La nueva mamá ya no será únicamente la hija de sus padres o la pareja de su compañero. Y es que, para convertirse en madre, una mujer, en cierto modo, debe sentirse “autorizada” a ocupar el puesto de la propia madre.
La experiencia de la maternidad sólo se debe afrontar cuando se tiene la certeza de haber superado la “larga adolescencia” en la que se tiende a permanecer actualmente (tanto en el aspecto mental como en el emocional). Superar la dependencia de la propia madre no es un paso que se da por hecho. Muchas mujeres se encuentran en esta situación, aunque tal vez hayan alcanzado una buena situación profesional, mantengan una relación estable y, a veces, incluso tengan hijos. Es un problema que se remonta a la infancia, cuando la mamá y la hija están unidas por un vínculo muy fuerte; tan fuerte, que la niña, alrededor de los ocho años, toma como modelo a su madre, se identifica completamente con ella y vive sus sentimientos, puesto que todavía no ha construido su propia autonomía emocional.

Después, entra en la adolescencia, una etapa que debería llevar a un distanciamiento y a la separación de la identidad de cada una. Sin embargo, algunas veces, esta fase importante y delicada no se completa, y hay algo que se queda en el aire. De esta manera, permanece una cierta dependencia emocional.

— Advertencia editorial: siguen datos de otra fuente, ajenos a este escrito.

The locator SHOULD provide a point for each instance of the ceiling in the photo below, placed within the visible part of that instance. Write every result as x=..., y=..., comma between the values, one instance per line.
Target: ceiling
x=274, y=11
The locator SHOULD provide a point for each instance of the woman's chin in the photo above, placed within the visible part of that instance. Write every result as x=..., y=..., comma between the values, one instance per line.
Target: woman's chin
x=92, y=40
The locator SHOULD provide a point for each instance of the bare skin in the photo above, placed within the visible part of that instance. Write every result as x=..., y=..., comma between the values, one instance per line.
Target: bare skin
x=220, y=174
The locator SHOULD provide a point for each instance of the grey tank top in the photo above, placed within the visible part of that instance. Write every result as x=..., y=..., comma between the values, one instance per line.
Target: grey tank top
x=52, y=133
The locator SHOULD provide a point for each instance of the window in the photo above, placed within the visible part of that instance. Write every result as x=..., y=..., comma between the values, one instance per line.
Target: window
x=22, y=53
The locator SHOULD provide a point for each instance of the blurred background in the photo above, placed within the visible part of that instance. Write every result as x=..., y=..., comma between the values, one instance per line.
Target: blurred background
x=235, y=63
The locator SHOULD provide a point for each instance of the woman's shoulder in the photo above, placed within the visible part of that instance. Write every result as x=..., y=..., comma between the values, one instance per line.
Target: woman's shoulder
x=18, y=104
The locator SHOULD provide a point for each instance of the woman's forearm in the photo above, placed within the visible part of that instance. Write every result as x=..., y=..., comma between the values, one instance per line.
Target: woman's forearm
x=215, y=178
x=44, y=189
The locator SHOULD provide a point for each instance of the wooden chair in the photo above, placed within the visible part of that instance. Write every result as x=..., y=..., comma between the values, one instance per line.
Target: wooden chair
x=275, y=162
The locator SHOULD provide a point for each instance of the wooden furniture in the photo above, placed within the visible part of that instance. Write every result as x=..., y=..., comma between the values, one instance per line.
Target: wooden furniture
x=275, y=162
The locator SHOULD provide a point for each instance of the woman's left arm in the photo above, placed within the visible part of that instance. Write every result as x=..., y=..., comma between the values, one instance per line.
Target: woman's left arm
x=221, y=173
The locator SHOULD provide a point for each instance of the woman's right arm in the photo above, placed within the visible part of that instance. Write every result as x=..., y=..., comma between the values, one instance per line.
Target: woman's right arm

Todos estos sentimientos se deben superar cuando se decide tener un hijo, con el fin de no cargar al pequeño con la propia inseguridad ni transmitirle ansiedades inútiles. Por lo demás, no existe una edad mejor que otra para ser padres: cada edad tiene sus ventajas y sus inconvenientes. Lo importante es que la mujer sienta que ha construido dentro de ella misma un “vientre psicológico” adecuado para acoger a un niño.